Mostly, the Agta fend off the serpents with machetes or shotguns. Only six people have actually been killed in the span of 39 years, including a man who was found inside a snake, and two children who were eaten by the same python on one fateful night. Without their iron weapons, the Agta would surely have lost more individuals to python coils.
But the Agta aren’t just victims. They’re proficient python-killers in their own right. All the men had probably killed smaller specimens at least once in their lives. After Kekek Aduanan shot the big python that Headland photographed, three hunters skinned and butchered the snake in under an hour (the skin’s being held out in the top photo).

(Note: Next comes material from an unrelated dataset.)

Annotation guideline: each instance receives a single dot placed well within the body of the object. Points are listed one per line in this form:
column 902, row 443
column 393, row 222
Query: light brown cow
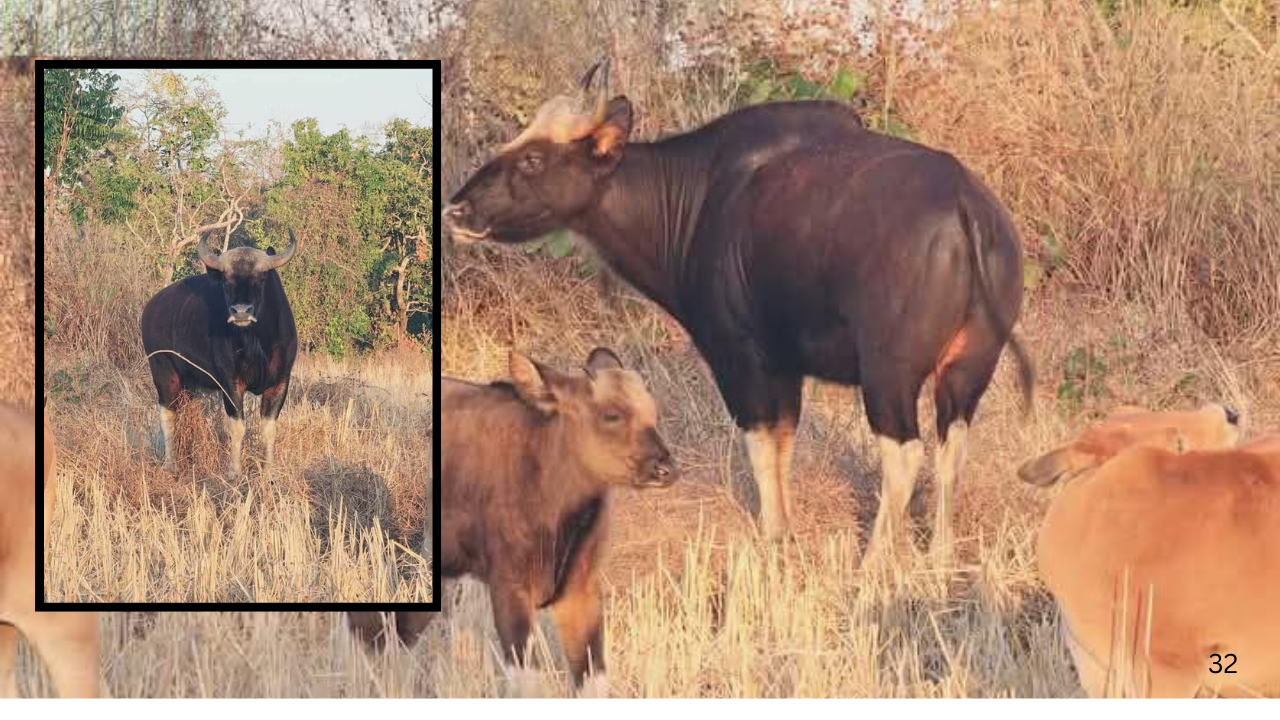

Headland writes that reptile specialists have “long claimed that giant serpents eat humans only under exceptional circumstances”. But his study with the Agta – one of the few available for any hunter-gatherer groups – suggests otherwise. It shows that humans and giant snakes often come to blows. Headland thinks that the threat of pythons would have significantly influenced the lives of the Agta, especially before they made contact with Westerners and gained access to metal tools.
To see if serpentine threats were a common feature of our evolution, Headland contacted Harry Greene from Cornell University. Greene mined the natural history literature for encounters between serpents and primates, the group that includes ourselves, other apes, monkeys and lemurs. He found a laundry list of anecdotes. Snakes, both venomous and constricting, have attacked at least 26 species of primates other than humans. No living snakes specialise on killing primates alone, but many pythons, boas and other constrictors will attack them regularly.
But just like the Agta, primates often turn the tables, and many such bouts have ended in defeat for the serpent: a tarsier eating a coral snake; a patas monkey killing a mamba; a black lemur taking on a Madagascan boa; and more. Humans, both prehistoric and modern, have eaten a variety of snakes – once spotted, they’re fairly easy to kill with simple weapons.
“These relationships have long characterized our joint evolutionary history,” says Greene, who points out that the giant constrictors diversified around 100 million years ago, around 20 million years before the origin of the major primate groups.
We should be careful before making specific claims about how snakes affected our evolution, since earlier attempts to address this question have been somewhat fraught. While some scientists have suggested that fear of snakes is innate, young babies don’t show such fears; they may, however, have the ability to spot images of snakes more quickly than other objects. Meanwhile, Lynne Isbell has suggested that the need to spot snakes could have driven the evolution of sharper eyesight among primates. This too is debatable, since the quality of a primate species’ depth perception is unrelated to its shared history with snakes or the odds of encountering a snake.
Headland and Greene don’t make any such claims. Their surveys of both the Agta and the scientific literature can’t tell us how snakes and primates have evolved together. Modern primates may have more run-ins with snakes than anyone had suspected, but it’s still not clear how our two groups have coiled around each other through our long mutual history.